Rotation description

A minimum of 24 months of training will be spent in a clinical neurointerventional experience under the mentorship of faculty. This period will provide you with an organized comprehensive and supervised education experience in the field of neurointerventional endovascular surgery. This will include a holistic integrative approach to patient care, diagnostic modalities, the performance of surgical procedures, and the integration of non-operative and surgical therapies into clinical patient management.

Call frequency

The fellow will take Q2 call with no in-house call.

Research training

The wealth of surgical material at Mayo Clinic offers abundant opportunities for research projects. Mayo Clinic researchers collaborate with large active clinical and research groups in several subspecialty areas.

Cerebrovascular and Skull Base fellows are required to invest time in research and professional articles. When assigned to research, you will:

  • Present research findings at interdepartmental and interdisciplinary conferences.
  • Contribute to the education of medical students, residents, and other health care providers.


The fellowship program has regular dedicated teaching conferences. Participation in conferences of other affiliated disciplines such as ENT skull base, neuro-oncology (brain tumors), and vascular neurology conferences is expected.
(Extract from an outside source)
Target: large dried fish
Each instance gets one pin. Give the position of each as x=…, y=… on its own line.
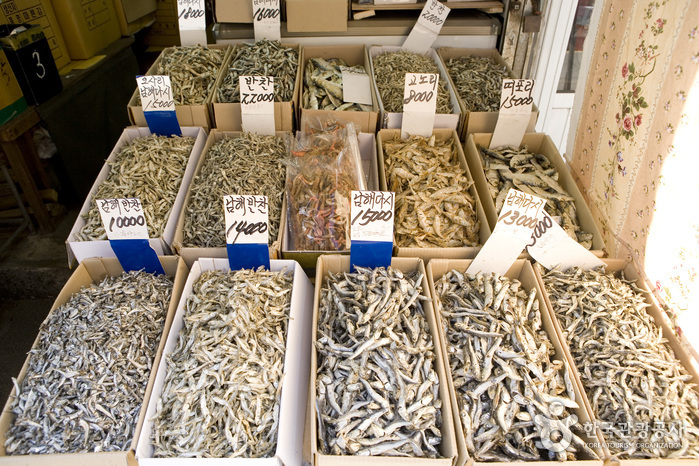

You will participate in all standing neurosurgery conferences including M&M, case reviews, and vascular and cranial base conferences. You also participate in neuroscience grand rounds and neuroscience MERIT conferences. 

Teaching opportunities

Opportunities are available to teach rotating residents and medical students.

Case log

The fellowship program director will maintain accurate case logs of all neurointerventional surgery cases operated annually within the institution and the subspecialty experience of the fellow. 

You will maintain an accurate prospective case log of your operative cases throughout the fellowship which documents all operative cases and the level of responsibility in the case (assistant versus primary surgeon).

Clinical experience and education

Clinical experience and education and work conditions for subspecialty fellows will be consistent with ACGME institutional and program requirements for residency training in neurological surgery.


To ensure you acquire adequate knowledge and develop the appropriate technical skills to meet program expectations, performance is monitored during the Neurointerventional Surgery Fellowship. You are formally evaluated by supervising faculty members after each clinical rotation and meet with the program director on a semi-annual basis to review your performance. In addition, you regularly evaluate the faculty to confirm that your education needs are being met.